Kadeem Edwards

No. 71, 78
- Position: Guard

Personal information
- Born: January 24, 1991 (age 35) Sanford, Florida, U.S.
- Listed height: 6 ft 4 in (1.93 m)
- Listed weight: 313 lb (142 kg)

Career information
- High school: Seminole (Sanford)
- College: Tennessee State
- NFL draft: 2014: 5th round, 143rd overall pick

Career history
- Tampa Bay Buccaneers (2014); Jacksonville Jaguars (2015–2016)*; Dallas Cowboys (2016–2018);
- * Offseason or practice squad member only

Awards and highlights
- Second-team FCS All-American (2013); 2× All-OVC (2012, 2013); Second-team All-OVC (2011);
- Stats at Pro Football Reference

= Kadeem Edwards =

American football player (born 1991)

Kadeem Edwards (born January 24, 1991) is an American former professional football offensive guard in the National Football League (NFL) for the Tampa Bay Buccaneers, Jacksonville Jaguars, and Dallas Cowboys. He was selected by the Buccaneers in the fifth round of the 2014 NFL draft. He played college football at Tennessee State University.

==Early life==
Edwards attended Seminole High School. As a senior in 2009, he helped the team win the State Championship title, coming back from a 21-point deficit. He received third-team 6A All-State honors.

==College career==
Edwards accepted a college football scholarship from Tennessee State University. As a redshirt freshman, he started 9 out of 10 games, while sharing duties at left guard. As a sophomore, he started the first 10 games of the season.

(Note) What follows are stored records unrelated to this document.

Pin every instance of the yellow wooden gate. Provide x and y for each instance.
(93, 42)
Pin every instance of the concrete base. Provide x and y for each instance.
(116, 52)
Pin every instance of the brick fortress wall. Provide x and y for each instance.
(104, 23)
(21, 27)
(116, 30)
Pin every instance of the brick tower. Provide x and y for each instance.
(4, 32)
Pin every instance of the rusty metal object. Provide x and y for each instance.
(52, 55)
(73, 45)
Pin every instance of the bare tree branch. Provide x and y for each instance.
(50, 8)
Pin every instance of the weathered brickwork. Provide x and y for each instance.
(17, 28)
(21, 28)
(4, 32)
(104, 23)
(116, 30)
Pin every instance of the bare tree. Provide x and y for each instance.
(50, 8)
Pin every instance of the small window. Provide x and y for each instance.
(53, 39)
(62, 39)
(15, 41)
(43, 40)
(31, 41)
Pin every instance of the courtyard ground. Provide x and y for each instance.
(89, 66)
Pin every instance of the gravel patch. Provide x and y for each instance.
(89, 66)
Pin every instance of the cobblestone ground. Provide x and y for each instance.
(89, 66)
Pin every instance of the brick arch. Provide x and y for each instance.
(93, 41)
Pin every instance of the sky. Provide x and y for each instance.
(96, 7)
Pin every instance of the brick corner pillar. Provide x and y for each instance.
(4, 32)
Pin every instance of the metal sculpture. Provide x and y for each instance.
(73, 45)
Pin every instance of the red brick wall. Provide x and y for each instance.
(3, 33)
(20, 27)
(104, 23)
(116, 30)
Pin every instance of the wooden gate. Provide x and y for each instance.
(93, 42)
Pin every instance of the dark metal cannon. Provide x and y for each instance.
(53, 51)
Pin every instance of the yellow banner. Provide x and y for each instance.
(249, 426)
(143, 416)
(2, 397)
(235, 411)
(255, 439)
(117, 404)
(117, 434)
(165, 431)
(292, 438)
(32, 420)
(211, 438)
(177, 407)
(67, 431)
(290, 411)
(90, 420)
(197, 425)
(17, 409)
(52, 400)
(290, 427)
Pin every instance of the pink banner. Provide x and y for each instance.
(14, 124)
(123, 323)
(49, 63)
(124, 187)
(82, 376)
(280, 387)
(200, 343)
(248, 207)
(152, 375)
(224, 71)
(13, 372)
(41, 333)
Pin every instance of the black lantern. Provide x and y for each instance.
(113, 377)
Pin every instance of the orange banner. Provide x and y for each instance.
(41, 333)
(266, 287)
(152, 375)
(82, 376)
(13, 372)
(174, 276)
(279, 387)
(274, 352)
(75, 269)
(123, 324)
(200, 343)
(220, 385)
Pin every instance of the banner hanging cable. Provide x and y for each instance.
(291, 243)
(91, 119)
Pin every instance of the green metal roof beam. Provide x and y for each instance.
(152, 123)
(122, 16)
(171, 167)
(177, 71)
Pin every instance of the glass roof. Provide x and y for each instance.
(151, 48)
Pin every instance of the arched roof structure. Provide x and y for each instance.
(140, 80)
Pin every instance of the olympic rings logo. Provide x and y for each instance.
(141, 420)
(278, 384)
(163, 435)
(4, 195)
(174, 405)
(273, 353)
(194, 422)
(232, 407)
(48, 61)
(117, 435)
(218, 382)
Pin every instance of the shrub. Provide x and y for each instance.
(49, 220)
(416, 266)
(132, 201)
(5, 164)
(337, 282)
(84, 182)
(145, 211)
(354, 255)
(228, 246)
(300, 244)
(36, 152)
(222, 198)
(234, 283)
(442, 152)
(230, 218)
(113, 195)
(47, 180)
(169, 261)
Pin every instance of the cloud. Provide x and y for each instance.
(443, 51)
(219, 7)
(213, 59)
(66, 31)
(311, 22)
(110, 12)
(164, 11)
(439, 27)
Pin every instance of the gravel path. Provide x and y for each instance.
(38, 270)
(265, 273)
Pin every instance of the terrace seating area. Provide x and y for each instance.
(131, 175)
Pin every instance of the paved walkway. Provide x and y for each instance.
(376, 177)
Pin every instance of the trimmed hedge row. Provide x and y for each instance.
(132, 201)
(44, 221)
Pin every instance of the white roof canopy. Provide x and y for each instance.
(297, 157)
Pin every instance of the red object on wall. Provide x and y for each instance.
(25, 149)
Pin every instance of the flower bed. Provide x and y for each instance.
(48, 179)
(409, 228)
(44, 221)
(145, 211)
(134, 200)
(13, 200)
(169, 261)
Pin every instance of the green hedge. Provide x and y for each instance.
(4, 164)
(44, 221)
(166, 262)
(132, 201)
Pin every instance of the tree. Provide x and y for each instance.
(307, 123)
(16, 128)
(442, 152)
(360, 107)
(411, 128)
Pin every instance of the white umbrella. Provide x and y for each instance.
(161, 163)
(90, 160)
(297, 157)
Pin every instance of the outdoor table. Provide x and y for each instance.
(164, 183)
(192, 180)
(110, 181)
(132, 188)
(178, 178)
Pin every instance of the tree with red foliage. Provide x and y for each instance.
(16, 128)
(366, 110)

As a junior, he started all 11 games. As a senior, he was the team's top lineman, starting 13 games at left guard, while helping the school achieve a 10–4 overall record and second place in the Ohio Valley Conference. He finished his college career with 41 starts out of 45 games.

==Professional career==

===Tampa Bay Buccaneers===
Edwards was selected by the Tampa Bay Buccaneers in the fifth round (143rd overall pick) of the 2014 NFL draft. He signed his four-year rookie deal on May 16. He was declared inactive for the first 9 games. On November 11, he was placed on the injured reserve list with a foot injury.

He was waived on September 6, 2015. On September 7, he was placed on the injured reserve list with a foot injury. On September 14, he was released from injured reserve.

===Jacksonville Jaguars===
On November 9, 2015, Edwards was signed to the practice squad of the Jacksonville Jaguars. On September 3, 2016, he was released by the Jaguars.

===Dallas Cowboys===
On November 8, 2016, Edwards was signed to the Dallas Cowboys practice squad. He signed a reserve/future contract with the Cowboys on January 16, 2017.

On September 2, 2017, Edwards was waived by the Cowboys and was signed to the practice squad the next day. On December 29, 2017, he was promoted to the active roster after left tackle Tyron Smith was placed on the injured reserve list.

On September 11, 2018, Edwards was released, after the Cowboys claimed center Adam Redmond off waivers.